Return of the root beer drunkard

I burp IBC carbonation and the CO2 climbs into my sinuses and makes tiny chemical sparks. My eyes water. Life is about to change again.

I’m looking through possible jobs in New York and finding plenty to try for. I’ve got my resume together and I’m ready to send it along. It’s time to shine.

The most important part to all of this is for me to write a professionally honest cover letter.
Something like a more detailed elaboration on my objective statement. Something that makes my professional experience
stand out.

Well, there’s always this adorable little oft-quoted phrase: “jack of all trades, master of none.” What no one knows is that this apparent jab at the swiss-army knife skill set is a quote taken out of context. The proper phrase is: “Jack of all trades, master of none, though ofttimes better than master of one.”

The fuller, more balanced phrase describes me well. I want a job where I’ll be given a chance to perform some lateral plays. You need a picture? I’m on it. You need someone on the phones to fact-check? I’m there. You need 750 words? A coverline? A photo caption? There. There. There.

Do I know how to do it? Yes.
Have I done it in your world? No, not yet.
Am I high risk?

Consider this: when I walked into Milford Magazine, I barely knew how to dial a phone. Eight months later, I was acting editor. Was I nervous? Definitely. Did I make a few mistakes? Certainly. But did I pass my first trial-by-fire?

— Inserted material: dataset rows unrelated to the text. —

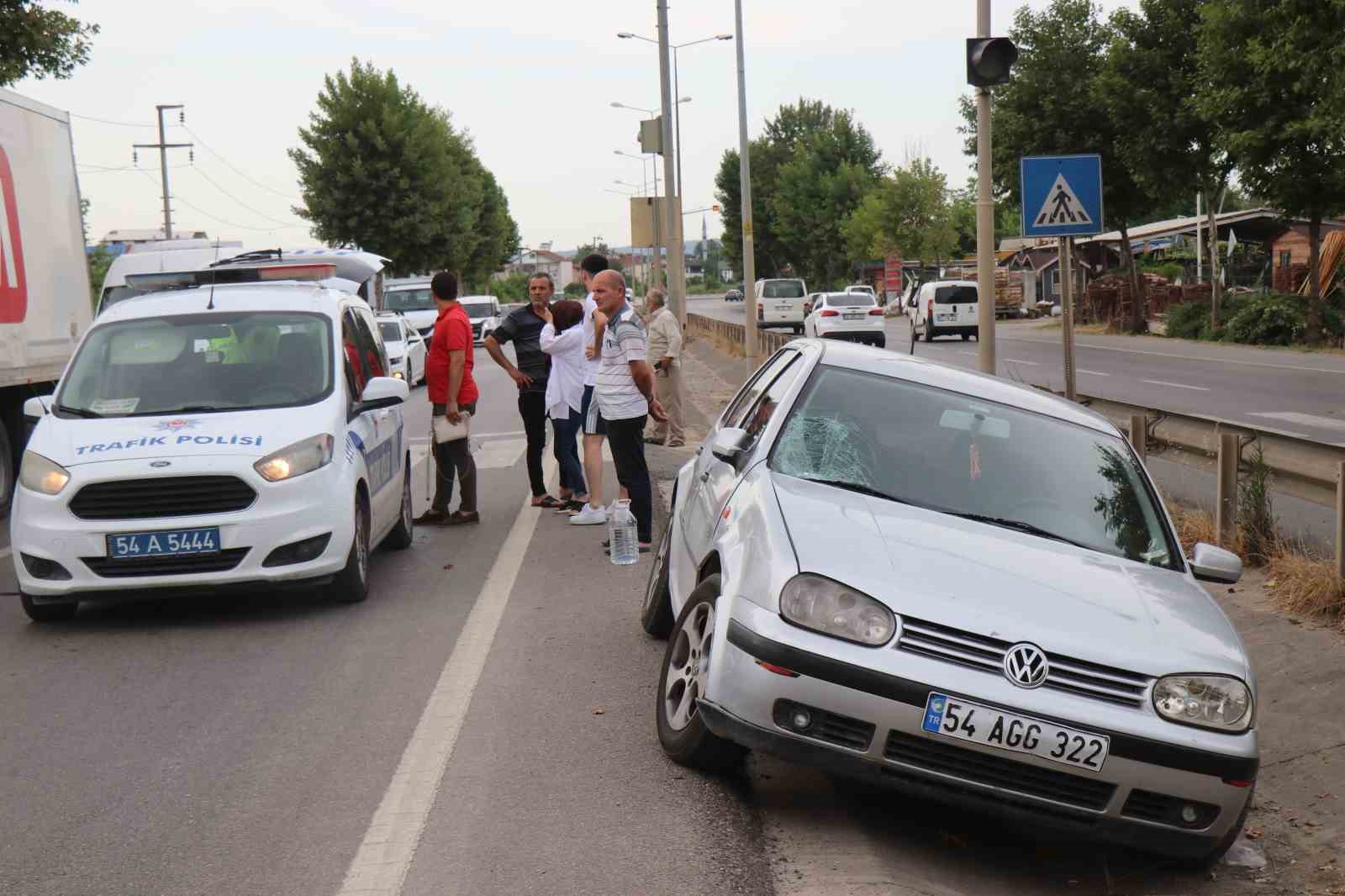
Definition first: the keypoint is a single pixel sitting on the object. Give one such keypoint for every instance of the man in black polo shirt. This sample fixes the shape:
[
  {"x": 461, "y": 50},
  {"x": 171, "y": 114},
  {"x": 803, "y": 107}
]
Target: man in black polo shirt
[{"x": 524, "y": 329}]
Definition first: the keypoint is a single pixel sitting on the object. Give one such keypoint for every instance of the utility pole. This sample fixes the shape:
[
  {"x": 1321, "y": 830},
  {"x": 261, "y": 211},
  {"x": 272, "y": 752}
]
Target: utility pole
[
  {"x": 746, "y": 190},
  {"x": 163, "y": 165},
  {"x": 672, "y": 217},
  {"x": 985, "y": 217}
]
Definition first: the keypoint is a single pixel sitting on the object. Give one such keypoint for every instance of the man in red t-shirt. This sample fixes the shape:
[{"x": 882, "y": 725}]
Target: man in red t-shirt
[{"x": 452, "y": 393}]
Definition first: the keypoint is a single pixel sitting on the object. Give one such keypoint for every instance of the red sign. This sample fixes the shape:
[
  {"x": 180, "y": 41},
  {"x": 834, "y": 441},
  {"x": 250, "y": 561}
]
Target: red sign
[
  {"x": 892, "y": 273},
  {"x": 13, "y": 286}
]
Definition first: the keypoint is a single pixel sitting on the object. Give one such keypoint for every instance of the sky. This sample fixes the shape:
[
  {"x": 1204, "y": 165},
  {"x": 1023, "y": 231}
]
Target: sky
[{"x": 531, "y": 82}]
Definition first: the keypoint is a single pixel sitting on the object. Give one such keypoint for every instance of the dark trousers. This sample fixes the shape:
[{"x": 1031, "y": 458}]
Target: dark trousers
[
  {"x": 531, "y": 408},
  {"x": 627, "y": 441},
  {"x": 567, "y": 450},
  {"x": 450, "y": 456}
]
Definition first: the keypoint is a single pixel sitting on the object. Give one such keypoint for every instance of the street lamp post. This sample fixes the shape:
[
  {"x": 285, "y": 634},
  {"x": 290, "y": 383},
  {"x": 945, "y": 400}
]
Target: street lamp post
[{"x": 679, "y": 304}]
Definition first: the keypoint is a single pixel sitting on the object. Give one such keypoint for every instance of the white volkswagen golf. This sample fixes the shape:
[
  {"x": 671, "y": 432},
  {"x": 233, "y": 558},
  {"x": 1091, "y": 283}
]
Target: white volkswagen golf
[{"x": 242, "y": 435}]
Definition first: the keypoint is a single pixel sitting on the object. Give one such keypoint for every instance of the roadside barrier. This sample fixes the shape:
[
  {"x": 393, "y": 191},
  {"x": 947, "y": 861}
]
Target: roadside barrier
[{"x": 1301, "y": 467}]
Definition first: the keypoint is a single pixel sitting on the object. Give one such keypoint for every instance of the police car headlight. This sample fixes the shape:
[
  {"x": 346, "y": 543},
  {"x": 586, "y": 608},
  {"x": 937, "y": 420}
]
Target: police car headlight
[
  {"x": 296, "y": 459},
  {"x": 834, "y": 609},
  {"x": 40, "y": 474}
]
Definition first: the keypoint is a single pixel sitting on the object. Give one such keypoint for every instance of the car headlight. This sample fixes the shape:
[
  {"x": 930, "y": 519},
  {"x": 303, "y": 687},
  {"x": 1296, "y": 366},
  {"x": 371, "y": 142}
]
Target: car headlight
[
  {"x": 834, "y": 609},
  {"x": 296, "y": 459},
  {"x": 42, "y": 474},
  {"x": 1210, "y": 701}
]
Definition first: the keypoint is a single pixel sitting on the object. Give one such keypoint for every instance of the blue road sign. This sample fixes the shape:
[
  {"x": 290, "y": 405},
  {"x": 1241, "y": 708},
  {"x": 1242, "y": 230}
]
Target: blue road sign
[{"x": 1062, "y": 195}]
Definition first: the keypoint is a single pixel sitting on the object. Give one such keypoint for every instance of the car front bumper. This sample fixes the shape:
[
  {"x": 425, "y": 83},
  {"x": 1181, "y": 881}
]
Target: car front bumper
[
  {"x": 868, "y": 724},
  {"x": 282, "y": 514}
]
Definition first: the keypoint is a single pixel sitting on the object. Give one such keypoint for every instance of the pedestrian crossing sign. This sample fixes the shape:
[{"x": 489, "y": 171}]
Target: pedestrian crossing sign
[{"x": 1062, "y": 195}]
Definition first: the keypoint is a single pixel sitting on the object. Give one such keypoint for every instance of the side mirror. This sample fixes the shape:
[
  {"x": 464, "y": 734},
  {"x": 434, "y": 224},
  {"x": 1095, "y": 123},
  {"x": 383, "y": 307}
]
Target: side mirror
[
  {"x": 1215, "y": 564},
  {"x": 35, "y": 409},
  {"x": 730, "y": 444},
  {"x": 382, "y": 392}
]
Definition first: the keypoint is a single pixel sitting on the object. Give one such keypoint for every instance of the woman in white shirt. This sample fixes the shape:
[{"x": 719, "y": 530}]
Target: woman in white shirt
[{"x": 562, "y": 340}]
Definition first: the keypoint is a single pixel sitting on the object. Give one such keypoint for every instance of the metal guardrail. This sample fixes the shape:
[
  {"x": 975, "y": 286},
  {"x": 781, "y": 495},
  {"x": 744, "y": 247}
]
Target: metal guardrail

Absolutely.

There were months in which I wrote multiple features, gathered art, wrote an opinion column, coverlines, heads and captions all in the same month.

So am I high risk?
If you’re looking for a fast learner with a track-record for expanding both his knowledge of operations and his responsibilities in the publishing world, I’m high yield.

The lights in the attic are clearly working again. The root beer drunkard is back.